East=[.004, .012, .004, .017, .001, .0004, .0002, .0001, .000001]
West=[.009, .004, .012, .016, .0005, .002, .0006, .0001, .000004]
Southwest=[.024, .029, .014, .0003, .01, .0004, .0002, .0002, .00002]
Southeast=[.01, .012, .039, .064, .046, .001, .0003, .00009]

#step through each of the possible pairs of teams from different regions that
#could represent in the final 4
for i in range(0,8):
     for j in range(0,8):

print psum


  1. The sum of the seeds is 25... freakishly high.

  2. And the square root of the mean of the squares is over 7... a record unlikely to be matched in our lifetimes.

    8 and 11 vs 8 and 8, I think, is a big difference.


  3. @Jonathan: I should preface this by saying that I am definitely definitely no where close to being a statistics expert. So feel free to take this with a grain of salt. I agree that these statistical representations, in comparison to previous years, help further the argument that this year's tourney is an anomaly. That said, I think we have to be careful not to give meaning to the seed numbers that isn't there. The seeding isn't a ratio-scale measure (or, I would argue, even an interval scale), meaning all we can say is that a 1 seed is higher than a 2 seed. They are ordinal measurements. We can't say that it's twice as high (or anything else).

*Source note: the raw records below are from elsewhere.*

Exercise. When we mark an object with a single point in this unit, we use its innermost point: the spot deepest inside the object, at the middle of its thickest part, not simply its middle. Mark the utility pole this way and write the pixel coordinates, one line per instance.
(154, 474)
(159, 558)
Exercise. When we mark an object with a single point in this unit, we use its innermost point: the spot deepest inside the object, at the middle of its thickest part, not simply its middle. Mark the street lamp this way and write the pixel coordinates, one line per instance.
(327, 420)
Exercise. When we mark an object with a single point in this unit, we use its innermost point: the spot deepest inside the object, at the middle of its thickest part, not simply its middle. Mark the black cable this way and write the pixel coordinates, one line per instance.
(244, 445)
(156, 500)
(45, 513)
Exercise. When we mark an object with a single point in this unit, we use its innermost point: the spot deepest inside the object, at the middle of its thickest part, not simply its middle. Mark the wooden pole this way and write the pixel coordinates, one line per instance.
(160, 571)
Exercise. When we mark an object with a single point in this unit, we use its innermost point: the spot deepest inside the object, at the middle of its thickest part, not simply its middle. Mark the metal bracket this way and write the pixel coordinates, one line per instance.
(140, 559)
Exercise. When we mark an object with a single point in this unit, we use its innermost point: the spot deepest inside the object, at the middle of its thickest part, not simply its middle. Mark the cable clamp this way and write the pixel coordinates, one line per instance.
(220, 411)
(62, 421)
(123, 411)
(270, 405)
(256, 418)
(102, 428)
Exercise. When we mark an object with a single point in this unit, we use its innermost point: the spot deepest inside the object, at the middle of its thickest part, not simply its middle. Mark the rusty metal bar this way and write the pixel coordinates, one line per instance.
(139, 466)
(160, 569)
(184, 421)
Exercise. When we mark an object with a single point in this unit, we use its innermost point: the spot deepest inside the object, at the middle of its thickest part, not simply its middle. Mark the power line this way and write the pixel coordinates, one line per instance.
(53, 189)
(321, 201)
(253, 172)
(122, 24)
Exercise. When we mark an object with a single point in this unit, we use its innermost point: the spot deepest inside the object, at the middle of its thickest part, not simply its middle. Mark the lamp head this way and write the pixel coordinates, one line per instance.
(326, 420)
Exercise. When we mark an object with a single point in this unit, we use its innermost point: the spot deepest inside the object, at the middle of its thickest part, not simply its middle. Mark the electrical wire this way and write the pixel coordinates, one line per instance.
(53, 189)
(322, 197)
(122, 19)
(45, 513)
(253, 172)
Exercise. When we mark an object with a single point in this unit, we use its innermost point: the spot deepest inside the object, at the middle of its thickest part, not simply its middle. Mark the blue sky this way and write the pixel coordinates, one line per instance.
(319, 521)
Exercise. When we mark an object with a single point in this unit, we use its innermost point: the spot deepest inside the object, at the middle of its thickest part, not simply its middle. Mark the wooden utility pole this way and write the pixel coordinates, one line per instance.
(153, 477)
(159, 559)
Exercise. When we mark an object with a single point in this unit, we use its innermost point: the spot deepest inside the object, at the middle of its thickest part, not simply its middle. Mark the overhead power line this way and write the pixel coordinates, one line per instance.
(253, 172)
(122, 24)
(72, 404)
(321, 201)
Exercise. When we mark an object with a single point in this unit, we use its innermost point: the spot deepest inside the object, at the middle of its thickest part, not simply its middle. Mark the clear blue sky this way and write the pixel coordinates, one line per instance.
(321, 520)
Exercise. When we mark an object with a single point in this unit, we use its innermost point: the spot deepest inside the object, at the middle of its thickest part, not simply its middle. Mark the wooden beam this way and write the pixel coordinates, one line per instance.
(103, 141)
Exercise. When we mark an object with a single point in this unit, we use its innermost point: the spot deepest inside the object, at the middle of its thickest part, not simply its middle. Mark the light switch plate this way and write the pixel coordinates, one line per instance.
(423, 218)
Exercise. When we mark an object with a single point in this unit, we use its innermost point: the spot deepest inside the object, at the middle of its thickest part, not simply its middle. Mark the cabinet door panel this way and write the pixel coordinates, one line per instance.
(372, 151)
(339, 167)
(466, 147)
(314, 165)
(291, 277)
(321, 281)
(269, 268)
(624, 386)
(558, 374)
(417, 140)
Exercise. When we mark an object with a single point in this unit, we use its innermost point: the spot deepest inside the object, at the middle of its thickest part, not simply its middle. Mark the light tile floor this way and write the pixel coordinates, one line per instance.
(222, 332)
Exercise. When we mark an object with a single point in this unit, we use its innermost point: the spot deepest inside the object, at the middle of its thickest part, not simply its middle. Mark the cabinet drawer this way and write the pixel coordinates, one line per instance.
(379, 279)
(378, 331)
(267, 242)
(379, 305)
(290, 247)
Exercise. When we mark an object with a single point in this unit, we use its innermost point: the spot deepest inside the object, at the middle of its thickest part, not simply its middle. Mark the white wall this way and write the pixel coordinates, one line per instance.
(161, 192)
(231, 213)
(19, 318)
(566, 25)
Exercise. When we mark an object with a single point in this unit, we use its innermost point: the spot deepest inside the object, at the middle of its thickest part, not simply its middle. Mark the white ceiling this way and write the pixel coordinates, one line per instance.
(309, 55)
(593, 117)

So I'm not sure how informative things like the standard deviation will be.

    As for an 11 seed being more of a surprise than an 8 seed, I also don't see this as a forgone conclusion. Nate Silver at 538.com said it better than I, though.

  4. And a less statistical argument for an 11 seed potentially having a better shot than an 8 seed, consider the case where there are just a few great teams and then lots of good teams (the Women's tournament might be a good example of this). For simplicity sake, let's say the #1 seeds are the great teams. An 8 seed team will have to play this great team in the 2nd round of the tournament (unless the #1 seed loses its first game, which has never happened). An 11 seed wouldn't have to play this team until the regional finals (the 4th game). More opportunities for the #1 seed to get unlucky and get knocked off by another team (although it's worth noting that VCU did beat the #1 seed Kansas this year).

  5. Oh, I'm not taking myself too seriously. And I hesitate to argue with NS (though he does miss, occasionally)

    And I'm caught - my favorite team wins, I'm happy. My favorite team loses, I win a pool. (true)

    There's a more serious lesson in that! Maybe not.


  6. Well, what I am taking from this blog is that no matter what people are betting the casino's are still making money regardless of the outcome of the game. However, I am only taking a High School statistics class and nowhere near being able to say what is wrong nor what is right; but I will say that I heavily agree with all of the computations made based on the information given.

  7. ... but what are the chances Butler misses that many shots in a row?

  8. @Jonathan: How'd you do? Did your team win or did your pool win?
    @John: Thanks for visiting and commenting. I'd agree that, unless they get particularly greedy and stray from trying to get an equal # of bets on both sides, you're right that the Casino always wins.
    @Bowen: It's as if Butler had a bag filled with luck matter that they efficiently used over the course of the tournament (check out the last 30 seconds of the Pitt game) and that they then got to the final game and the bag was not only empty of luck matter, but filled with luck anti-matter. Or something like that...all I know is that was a painful game to watch.

  9. Following up to John's comment, there have been numerous times where the "Vegas Line" on a game is different from what they actually think in terms of the teams' abilities. Gambling lines are set with the intent of getting 50% of the people to bet on each side.

    If the gambling line isn't set well enough, it "shifts" which can create weird situations where gamblers are hedging bets. In one famous example, a betting line went from 1 point to 4 points, and a LOT of money was bet for one team to win the 1-point wager, then lose the 4-point wager -- a tiny loss if it doesn't happen, and a huge win if it does -- and the team won by 3.

    Go Butler! Has any team in the NCAA final shot worse from 2-point land than from 3-point land before?? That's CRAZY.